GÜNLÜKLER -14-
Bütün gün okudum. Yazmayacaktım. Yazacak ne vardı ki her şey söylenmişken? Ama söz vermiştim kendime. Sıradan denilen günlerin bir gün gün ışığında parlayacağına inandım. İnanmaya da devam edeceğim. Bir gün herkes kendi hikayesini yazacak. O an gün ışığı daha bir parlak görünecek. Anlık bir durum, bir aydınlanma.
*
Zaman değişti, ben içinde kendi oyunumu oynarken. Oyuna gelmişim, gel de şimdi anlat anlatabilirsen.
*
Ne hayatlar yaşandı onca bakışların altında. Birçoğu fotoğraf karelerinde yer aldı, seyirlik gibi önümüzde. Yaşadığımız nedir ki canım, yaşam mücadelesi daha iyi yaşamak adına. Herkes ekmek derdinde. Nasıl olmasın ki? Zaman bulsa düşünür, günler ışır. Zaman bulsa öğrenir. Bildiği ama kendinden bile gizlediklerini hatta bilmediklerini. Okuyandan korkulur, ne demişti adam “İki tekerlekli, üstüne binecek bir araç bulamadık henüz.” Bulsa evlendirecekmiş oğlunu. Okuyan bir genç kız, bu adamın ciğerini okur, okur oyunu; bir okusa, okuyabilse.
Nereden nereye geldim.
*
Bulunduğumuz coğrafya bireylere sonsuz acılar yükledi yüz yıllar boyu. Bugünü anlamak için geçmişi anlamak gerek diyoruz ama bunun da bir sonu olmalı, ölüme dek taşınmamalı, yeni kuşaklara bırakılmamalı.

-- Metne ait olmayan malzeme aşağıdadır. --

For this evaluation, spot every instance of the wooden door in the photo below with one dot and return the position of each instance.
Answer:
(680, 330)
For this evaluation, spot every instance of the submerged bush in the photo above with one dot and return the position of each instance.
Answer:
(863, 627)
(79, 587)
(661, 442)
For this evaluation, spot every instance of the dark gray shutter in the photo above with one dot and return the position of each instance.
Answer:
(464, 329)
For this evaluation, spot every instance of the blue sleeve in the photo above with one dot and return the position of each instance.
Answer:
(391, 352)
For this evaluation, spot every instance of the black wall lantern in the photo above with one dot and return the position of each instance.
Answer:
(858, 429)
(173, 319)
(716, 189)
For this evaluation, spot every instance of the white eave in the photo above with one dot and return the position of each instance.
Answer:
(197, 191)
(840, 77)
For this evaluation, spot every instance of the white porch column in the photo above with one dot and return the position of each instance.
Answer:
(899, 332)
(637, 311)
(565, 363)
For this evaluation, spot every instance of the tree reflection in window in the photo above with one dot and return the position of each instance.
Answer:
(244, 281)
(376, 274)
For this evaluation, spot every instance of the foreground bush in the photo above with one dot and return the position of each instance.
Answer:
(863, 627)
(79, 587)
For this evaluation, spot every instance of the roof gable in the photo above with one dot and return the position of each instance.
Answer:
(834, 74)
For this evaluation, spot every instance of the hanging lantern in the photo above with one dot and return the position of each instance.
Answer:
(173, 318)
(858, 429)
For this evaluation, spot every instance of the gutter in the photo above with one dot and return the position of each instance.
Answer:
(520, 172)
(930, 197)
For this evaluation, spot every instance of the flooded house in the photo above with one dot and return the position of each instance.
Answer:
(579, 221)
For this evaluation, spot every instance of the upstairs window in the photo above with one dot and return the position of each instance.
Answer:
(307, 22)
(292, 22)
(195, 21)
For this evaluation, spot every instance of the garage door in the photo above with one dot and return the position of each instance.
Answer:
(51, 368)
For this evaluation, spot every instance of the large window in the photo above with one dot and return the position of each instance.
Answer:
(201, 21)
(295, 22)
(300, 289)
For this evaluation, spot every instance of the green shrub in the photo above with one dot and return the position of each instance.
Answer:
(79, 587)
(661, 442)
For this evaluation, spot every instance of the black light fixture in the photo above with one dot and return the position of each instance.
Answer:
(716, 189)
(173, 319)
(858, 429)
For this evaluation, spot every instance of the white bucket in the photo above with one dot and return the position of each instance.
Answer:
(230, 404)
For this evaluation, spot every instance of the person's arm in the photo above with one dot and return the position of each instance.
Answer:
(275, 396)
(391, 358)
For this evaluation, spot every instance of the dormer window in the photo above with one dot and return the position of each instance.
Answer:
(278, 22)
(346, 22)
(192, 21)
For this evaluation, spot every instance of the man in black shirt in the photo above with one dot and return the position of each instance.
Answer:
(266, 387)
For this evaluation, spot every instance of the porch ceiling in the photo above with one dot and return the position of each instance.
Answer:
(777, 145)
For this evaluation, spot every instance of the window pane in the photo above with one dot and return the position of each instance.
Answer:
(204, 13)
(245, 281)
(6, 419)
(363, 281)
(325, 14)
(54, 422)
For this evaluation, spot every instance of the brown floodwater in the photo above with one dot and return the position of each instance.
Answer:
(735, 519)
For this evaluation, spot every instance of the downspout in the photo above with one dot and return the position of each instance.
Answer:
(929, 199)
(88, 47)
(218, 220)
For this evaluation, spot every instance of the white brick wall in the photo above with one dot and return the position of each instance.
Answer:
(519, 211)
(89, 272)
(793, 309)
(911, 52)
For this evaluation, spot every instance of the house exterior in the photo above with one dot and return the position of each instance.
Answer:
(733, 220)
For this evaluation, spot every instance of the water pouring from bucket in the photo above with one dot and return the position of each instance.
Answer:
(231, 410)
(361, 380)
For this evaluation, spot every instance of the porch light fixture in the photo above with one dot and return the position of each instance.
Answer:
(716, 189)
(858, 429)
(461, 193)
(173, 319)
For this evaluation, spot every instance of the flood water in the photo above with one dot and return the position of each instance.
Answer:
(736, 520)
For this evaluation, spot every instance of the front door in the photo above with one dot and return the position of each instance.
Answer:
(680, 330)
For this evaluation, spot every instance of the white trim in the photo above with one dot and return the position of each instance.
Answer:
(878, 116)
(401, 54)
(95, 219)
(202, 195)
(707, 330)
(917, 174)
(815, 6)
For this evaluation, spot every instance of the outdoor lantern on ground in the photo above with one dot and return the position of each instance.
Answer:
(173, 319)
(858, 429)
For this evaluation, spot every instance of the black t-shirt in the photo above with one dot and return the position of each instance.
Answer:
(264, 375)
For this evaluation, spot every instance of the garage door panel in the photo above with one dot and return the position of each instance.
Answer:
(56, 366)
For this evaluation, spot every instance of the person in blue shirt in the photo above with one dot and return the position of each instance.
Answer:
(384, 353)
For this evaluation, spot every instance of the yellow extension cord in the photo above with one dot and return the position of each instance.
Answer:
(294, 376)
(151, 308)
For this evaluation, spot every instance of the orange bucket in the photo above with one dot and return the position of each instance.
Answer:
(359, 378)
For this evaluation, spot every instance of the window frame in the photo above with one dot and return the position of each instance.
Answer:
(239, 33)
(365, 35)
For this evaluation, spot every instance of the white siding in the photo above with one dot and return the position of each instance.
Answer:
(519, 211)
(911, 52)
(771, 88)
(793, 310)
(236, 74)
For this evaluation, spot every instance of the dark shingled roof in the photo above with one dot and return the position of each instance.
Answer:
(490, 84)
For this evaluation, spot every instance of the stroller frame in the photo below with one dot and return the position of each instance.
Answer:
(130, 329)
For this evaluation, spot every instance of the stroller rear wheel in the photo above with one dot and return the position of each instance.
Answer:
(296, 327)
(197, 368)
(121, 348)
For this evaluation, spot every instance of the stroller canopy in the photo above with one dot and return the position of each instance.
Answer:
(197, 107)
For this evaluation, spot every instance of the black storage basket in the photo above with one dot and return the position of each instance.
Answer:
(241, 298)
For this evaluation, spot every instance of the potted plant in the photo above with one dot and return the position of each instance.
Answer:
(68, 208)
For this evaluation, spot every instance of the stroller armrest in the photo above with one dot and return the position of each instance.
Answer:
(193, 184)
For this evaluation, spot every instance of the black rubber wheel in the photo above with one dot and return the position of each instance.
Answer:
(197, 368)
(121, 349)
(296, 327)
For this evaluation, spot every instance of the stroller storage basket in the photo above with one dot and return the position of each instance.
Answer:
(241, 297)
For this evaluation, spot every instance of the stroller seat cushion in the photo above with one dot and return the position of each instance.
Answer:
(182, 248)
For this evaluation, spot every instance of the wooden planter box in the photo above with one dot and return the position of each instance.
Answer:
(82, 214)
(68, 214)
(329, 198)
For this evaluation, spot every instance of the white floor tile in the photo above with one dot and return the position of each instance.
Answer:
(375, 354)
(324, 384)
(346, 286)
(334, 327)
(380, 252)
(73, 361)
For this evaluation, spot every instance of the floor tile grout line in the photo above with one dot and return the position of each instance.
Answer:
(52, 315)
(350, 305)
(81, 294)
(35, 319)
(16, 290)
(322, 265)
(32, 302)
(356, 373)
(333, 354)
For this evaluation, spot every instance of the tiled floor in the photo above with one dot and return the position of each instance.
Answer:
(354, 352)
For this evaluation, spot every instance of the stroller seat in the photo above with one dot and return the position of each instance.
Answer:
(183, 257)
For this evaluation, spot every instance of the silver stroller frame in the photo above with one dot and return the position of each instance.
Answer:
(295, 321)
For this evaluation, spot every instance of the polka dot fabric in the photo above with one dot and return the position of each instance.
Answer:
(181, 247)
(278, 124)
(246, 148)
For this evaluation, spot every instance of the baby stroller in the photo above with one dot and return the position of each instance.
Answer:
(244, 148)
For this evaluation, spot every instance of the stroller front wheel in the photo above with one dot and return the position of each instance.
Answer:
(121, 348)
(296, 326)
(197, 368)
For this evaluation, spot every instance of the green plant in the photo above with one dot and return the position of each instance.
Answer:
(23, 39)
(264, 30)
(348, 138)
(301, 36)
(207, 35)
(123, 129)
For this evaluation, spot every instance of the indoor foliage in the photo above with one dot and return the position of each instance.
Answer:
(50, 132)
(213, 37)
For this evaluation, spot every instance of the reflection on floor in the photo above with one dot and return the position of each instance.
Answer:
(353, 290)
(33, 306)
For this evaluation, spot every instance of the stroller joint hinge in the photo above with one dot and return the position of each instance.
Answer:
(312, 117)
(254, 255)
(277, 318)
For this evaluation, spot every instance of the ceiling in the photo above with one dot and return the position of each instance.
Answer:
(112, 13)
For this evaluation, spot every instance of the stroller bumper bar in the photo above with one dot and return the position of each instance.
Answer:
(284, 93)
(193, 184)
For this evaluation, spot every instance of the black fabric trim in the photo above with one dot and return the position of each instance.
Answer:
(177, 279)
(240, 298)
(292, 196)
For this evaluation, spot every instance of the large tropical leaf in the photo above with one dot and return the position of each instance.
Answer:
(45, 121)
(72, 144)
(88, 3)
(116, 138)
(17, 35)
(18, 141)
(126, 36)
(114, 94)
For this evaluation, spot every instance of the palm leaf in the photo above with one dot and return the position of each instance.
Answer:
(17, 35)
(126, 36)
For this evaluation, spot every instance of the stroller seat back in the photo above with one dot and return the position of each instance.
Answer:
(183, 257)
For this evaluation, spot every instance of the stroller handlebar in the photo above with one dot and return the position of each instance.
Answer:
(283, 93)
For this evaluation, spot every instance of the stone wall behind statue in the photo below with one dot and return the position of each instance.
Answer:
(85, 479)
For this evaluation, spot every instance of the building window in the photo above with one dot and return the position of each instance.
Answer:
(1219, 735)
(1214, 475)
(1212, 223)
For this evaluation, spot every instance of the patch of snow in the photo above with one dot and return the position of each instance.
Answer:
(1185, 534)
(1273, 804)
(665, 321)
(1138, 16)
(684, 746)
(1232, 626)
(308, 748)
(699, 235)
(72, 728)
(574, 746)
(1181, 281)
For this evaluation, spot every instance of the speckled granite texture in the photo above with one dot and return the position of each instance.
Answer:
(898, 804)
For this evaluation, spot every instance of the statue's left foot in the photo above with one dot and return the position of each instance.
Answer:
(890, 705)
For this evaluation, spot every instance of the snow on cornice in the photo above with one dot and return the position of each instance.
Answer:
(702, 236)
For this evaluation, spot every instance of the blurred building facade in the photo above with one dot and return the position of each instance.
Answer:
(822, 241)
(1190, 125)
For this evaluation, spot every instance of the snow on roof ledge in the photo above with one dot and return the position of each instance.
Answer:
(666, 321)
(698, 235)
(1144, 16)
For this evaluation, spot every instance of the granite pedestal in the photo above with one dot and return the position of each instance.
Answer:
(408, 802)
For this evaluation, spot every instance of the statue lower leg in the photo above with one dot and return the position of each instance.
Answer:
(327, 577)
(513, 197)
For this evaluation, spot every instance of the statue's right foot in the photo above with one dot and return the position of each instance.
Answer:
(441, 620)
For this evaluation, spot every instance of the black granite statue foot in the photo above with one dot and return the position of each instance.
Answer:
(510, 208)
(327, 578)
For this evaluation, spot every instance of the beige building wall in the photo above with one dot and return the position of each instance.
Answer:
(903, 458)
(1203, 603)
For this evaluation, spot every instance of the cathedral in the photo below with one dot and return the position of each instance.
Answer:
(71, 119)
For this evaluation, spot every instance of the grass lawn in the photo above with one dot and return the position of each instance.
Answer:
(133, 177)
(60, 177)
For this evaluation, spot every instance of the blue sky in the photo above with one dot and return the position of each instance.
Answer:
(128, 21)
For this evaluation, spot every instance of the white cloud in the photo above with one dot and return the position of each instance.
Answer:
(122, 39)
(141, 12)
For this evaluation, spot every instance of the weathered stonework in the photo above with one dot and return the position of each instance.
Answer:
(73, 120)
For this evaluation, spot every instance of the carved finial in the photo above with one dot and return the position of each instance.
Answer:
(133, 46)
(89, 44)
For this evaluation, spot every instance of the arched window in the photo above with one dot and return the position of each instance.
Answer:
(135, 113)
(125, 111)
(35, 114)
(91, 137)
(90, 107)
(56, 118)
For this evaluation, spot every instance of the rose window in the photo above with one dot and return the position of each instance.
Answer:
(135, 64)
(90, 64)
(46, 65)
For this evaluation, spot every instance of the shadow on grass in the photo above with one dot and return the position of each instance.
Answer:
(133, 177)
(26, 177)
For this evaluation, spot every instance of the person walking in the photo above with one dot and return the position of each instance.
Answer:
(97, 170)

Oyuna geldim bir kere. Oyun bozuldu, çanak çömlek patladı. Çözmek mi gerek oyunu yoksa nakavt etmek mi gerek okuyucuyu? Bilemedim.
Çizgi film olan 402 Sınıfı’nı bir de ben hayal edebilsem. Eğitici olarak benim ideal sınıfım ve ben. Her şeye yeni baştan çocuklarla birlikte öğrenmek. Onlardan çok şey öğrendim. Bir de çocuk kitaplarından. Şaşırtıcı bir iletişimiz vardı, bunu nasıl yaptığımı hiç anlayamadım. Bu sanırım çocukların becerilerinden kaynaklanıyordu. Ben sadece oyunlarında ikinci oyuncuydum.
*
Bugün artık herkes birbirine dünden daha muhtaç. İçtenliğe, saflığa… Öğretilen her şeyi unutup yeniden öğrenmek gerek. Çocukluğa özlem de budur, birlikte oynadığımız çocuk oyunlarını özlemek. Unutmak düştüğünü yaralandığını ve yeniden koşmak. Kızmalarına aldırmadan atlamak yasaklanmış duvarlardan. Sınırları aşmak duvarları yıkmak her zaman zorlar bilinci. Bazen fizyolojik acılar verirler ve ölümlerden ölüm beğendirirler.
*
Sanırım bu gece de öykü yazamayacağım.